Étiquette : Pascale Janot


  • Francesco Scarabicchi | Sixième prélude



    SESTO PRELUDIO



    Come discreta e intatta
    alla quiete d’un mese
    a sé m’attrasse
    l’ora del pomeriggio

    di pietre e vie infinite
    e un vento d’aria
    a sponda d’ancoraggio
    dove il vento finisce,

    nell’eterna stagione
    d’alba ferma,
    immobile sui rami
    e sulle cose.




    Francesco Scarabicchi, Il prato bianco, l’Obliquo, 1997 ; reed. Giulio Einaudi Editore, Collezione di poesia 442, 2017, pagina 91.
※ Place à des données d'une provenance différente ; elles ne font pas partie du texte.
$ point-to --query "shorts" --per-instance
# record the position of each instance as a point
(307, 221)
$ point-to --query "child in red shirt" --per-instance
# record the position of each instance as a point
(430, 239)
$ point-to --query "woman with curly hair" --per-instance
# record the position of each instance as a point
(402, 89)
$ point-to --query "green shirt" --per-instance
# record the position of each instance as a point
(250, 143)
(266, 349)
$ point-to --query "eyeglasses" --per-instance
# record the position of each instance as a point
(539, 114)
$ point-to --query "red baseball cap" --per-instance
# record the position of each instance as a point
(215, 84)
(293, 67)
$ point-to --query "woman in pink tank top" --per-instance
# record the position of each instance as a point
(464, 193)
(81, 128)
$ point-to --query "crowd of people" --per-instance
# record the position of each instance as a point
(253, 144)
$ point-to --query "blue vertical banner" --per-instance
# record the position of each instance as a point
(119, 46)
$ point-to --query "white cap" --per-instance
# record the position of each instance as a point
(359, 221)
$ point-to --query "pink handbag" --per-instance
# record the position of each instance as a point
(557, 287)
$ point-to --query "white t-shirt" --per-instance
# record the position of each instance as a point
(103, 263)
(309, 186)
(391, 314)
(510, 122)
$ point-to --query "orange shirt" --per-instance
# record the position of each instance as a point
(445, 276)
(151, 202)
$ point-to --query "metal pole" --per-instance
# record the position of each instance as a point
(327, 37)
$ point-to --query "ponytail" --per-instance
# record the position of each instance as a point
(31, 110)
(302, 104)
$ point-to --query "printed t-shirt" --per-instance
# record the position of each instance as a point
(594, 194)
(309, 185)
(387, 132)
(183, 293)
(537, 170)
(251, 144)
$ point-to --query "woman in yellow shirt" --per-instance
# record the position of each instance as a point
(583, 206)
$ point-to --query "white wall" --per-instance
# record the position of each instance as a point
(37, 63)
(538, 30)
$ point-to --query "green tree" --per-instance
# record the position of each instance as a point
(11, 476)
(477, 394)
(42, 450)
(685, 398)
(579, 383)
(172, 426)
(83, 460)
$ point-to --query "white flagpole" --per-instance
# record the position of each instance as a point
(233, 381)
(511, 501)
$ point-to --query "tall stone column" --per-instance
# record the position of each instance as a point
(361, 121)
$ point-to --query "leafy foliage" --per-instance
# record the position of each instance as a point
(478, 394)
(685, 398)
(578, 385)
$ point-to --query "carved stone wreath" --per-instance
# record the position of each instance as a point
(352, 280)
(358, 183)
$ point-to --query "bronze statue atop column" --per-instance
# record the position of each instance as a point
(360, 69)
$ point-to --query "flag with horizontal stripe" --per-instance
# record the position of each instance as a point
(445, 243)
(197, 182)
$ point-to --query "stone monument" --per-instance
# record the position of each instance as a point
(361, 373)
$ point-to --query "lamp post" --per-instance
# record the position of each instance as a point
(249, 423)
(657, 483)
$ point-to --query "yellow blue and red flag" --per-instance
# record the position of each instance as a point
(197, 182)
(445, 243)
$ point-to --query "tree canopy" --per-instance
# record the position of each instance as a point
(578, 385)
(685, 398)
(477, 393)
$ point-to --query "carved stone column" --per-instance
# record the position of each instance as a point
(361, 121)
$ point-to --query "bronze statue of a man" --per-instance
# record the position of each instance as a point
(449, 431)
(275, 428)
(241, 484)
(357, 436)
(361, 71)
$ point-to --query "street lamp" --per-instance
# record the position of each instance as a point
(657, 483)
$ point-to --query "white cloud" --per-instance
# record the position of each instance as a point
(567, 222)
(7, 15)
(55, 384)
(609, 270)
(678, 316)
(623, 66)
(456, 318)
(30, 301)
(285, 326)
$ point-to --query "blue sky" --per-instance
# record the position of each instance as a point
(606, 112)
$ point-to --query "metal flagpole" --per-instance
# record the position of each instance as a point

    Francesco Scarabicchi  Il prato bianco bis








    SIXIÈME PRÉLUDE


    Comme discrète et intouchée
    par la quiétude d’un mois
    vers elle m’a attiré
    l’heure de l’après-midi

    de pierres et de voies infinies
    et un souffle d’air
    au bord de mouillage
    où le temps finit,

    dans l’éternelle saison
    d’aube figée,
    immobile sur les branches
    et sur les choses.




    Francesco Scarabicchi, « Ombres », Un oubli de neige, dessins de Miloš Cvach, éditions érès, Collection Po&Psy, 2020, page 56. Traduit de l’italien par Danièle Faugeras & Pascale Janot.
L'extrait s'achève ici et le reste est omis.